ChatGPT was then able to suggest treatments, many I had heard of and tried, some I had not: specific prebiotic fibres, specific probiotics, supplements to support the intestinal lining. But it also was able to tell me how to use and combine these treatments effectively. In the past I had used those same treatments in ways which would have frustrated their effectiveness, most notably continuing to consume the sencha, choc and berries would have blunted such interventions. I've only just started on the protocol I developed with ChatGPT, so I can't say whether its advice was correct. It could also be that it is correct about the gut dysbiosis, but that that is not a core part of the mechanism behind my CFS. The protocol is in the attachments for anyone interested in exact details.

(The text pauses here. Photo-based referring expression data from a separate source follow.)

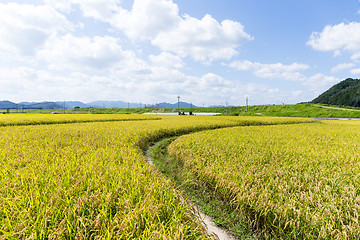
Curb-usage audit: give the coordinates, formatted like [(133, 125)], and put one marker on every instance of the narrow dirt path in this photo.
[(206, 221)]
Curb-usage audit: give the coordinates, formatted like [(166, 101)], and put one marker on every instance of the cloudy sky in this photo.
[(207, 51)]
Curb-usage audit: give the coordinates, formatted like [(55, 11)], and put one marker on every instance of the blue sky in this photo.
[(207, 51)]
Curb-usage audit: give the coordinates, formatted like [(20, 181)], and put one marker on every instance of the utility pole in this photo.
[(226, 107), (178, 104), (247, 103)]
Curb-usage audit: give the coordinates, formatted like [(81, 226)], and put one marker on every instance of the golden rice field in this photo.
[(35, 119), (88, 179), (295, 181)]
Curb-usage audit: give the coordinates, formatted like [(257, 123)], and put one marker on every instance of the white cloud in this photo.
[(102, 10), (337, 38), (292, 72), (63, 6), (204, 40), (272, 71), (158, 21), (166, 59), (342, 66), (147, 18), (25, 28), (69, 52)]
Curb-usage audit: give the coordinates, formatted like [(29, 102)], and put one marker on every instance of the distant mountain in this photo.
[(113, 104), (7, 104), (345, 93), (175, 105)]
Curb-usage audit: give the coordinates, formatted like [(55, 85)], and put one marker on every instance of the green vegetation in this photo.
[(345, 93)]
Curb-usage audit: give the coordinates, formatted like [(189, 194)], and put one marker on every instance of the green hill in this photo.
[(345, 93)]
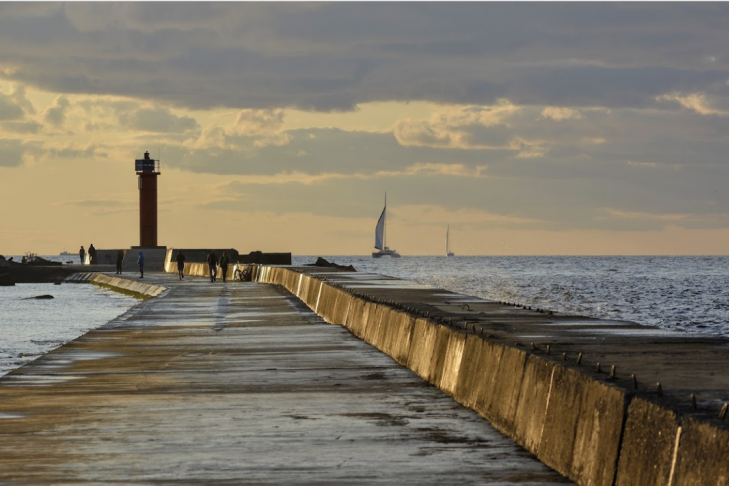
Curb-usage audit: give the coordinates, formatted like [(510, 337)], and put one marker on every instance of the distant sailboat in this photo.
[(380, 235), (448, 251)]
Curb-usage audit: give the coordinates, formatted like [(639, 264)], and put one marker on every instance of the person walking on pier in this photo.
[(212, 263), (140, 262), (92, 254), (181, 265), (224, 265), (119, 259)]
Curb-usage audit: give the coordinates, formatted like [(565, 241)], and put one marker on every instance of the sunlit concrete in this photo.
[(239, 383)]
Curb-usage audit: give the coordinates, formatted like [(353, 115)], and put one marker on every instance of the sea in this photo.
[(29, 328), (678, 293)]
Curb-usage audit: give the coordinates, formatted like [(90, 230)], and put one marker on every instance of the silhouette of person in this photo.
[(224, 265), (140, 262), (212, 264), (181, 265), (92, 254)]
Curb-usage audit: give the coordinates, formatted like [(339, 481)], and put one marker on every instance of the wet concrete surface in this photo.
[(239, 383), (683, 363)]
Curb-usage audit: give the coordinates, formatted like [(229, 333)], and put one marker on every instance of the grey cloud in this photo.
[(21, 126), (157, 120), (333, 56), (97, 203), (9, 109), (92, 151), (11, 152), (56, 114), (316, 151)]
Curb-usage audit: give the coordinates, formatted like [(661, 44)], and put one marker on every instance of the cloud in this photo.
[(74, 152), (95, 203), (696, 102), (560, 113), (9, 109), (11, 152), (56, 114), (333, 57), (156, 120), (21, 126), (257, 122)]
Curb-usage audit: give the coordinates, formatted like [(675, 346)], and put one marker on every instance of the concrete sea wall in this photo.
[(136, 288), (591, 432)]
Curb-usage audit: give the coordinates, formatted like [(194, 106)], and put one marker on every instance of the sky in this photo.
[(528, 128)]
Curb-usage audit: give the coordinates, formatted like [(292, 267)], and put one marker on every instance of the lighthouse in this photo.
[(147, 170)]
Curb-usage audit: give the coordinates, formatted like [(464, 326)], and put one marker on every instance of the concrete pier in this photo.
[(603, 402), (238, 383)]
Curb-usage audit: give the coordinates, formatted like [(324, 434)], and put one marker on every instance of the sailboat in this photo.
[(380, 235), (448, 251)]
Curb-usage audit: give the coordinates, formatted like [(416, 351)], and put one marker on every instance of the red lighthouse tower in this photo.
[(147, 169)]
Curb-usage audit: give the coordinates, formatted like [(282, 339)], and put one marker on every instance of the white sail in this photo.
[(380, 231)]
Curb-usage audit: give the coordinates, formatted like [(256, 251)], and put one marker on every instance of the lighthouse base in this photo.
[(154, 259)]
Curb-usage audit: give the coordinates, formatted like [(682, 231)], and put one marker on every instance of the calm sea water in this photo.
[(676, 293), (31, 328)]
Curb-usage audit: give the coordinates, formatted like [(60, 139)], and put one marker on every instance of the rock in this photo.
[(322, 262), (42, 262)]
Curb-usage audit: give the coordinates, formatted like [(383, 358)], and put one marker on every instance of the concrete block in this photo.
[(582, 428), (507, 372), (421, 347), (356, 317), (487, 370), (649, 439), (452, 363), (470, 371), (531, 408), (700, 446), (401, 343), (438, 355)]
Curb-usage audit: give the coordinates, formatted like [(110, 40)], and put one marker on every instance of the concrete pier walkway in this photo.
[(239, 383)]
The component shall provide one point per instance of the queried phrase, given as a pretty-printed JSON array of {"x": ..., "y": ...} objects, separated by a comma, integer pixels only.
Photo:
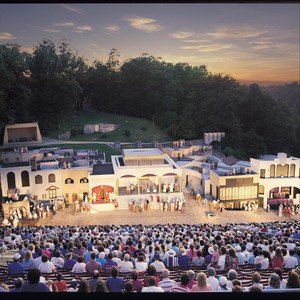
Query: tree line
[{"x": 183, "y": 100}]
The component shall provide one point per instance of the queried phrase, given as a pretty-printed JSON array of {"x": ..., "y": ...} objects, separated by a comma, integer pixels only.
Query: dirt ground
[{"x": 194, "y": 214}]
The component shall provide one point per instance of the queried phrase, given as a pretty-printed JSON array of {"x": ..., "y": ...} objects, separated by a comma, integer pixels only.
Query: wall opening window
[
  {"x": 38, "y": 179},
  {"x": 51, "y": 178},
  {"x": 25, "y": 178},
  {"x": 11, "y": 180}
]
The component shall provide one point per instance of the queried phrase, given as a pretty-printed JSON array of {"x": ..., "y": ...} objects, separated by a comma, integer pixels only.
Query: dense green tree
[
  {"x": 53, "y": 81},
  {"x": 15, "y": 95}
]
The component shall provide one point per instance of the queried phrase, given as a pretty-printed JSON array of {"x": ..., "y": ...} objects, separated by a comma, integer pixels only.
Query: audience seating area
[{"x": 277, "y": 234}]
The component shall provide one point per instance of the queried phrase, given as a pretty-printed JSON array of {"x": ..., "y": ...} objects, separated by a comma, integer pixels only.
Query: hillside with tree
[{"x": 183, "y": 100}]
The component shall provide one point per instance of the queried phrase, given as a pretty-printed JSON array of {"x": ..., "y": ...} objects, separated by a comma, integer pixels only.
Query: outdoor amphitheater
[{"x": 197, "y": 225}]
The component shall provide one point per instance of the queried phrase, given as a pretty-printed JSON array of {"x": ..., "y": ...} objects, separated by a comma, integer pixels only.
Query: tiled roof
[
  {"x": 230, "y": 160},
  {"x": 103, "y": 169}
]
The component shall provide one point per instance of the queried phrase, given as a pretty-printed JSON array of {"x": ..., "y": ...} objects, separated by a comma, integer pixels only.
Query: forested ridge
[{"x": 185, "y": 101}]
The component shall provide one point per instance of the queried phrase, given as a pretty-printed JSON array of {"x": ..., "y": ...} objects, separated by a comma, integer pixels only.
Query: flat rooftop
[{"x": 142, "y": 152}]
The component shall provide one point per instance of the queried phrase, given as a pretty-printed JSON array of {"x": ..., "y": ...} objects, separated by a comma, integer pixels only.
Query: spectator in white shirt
[
  {"x": 79, "y": 266},
  {"x": 46, "y": 266},
  {"x": 159, "y": 265},
  {"x": 212, "y": 280},
  {"x": 126, "y": 264},
  {"x": 289, "y": 261}
]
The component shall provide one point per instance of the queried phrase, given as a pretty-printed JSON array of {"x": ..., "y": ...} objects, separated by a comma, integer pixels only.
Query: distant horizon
[{"x": 248, "y": 41}]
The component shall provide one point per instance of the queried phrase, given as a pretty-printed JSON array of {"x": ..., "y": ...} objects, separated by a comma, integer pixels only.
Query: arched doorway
[{"x": 102, "y": 193}]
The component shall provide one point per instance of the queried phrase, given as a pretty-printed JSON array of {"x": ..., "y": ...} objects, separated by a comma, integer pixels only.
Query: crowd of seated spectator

The advantage of the GenAI is that it can analyse a huge amount of data (not only my microbiome results but all the research out there on each of the various species and on all the different treatments) and pull out the salient patterns from it. For a human to do this would be extremely time consuming. Since it retains what you have already discussed with it, you can ask it for more and more specific analysis and advice in a way that just couldn't do even if you were lucky enough to have access to a specialist who knew all the research. Of course, I am in no way suggesting that ChatGPT et al. can or should be a substitute for your doctor. But they can be a useful complement, especially in relation to conditions like CFS where the research is so far from mature, and what research there is is not well-known to general practitioners.
I'll be interested to hear about other people's adventures in AI and/or gut microbiome modification!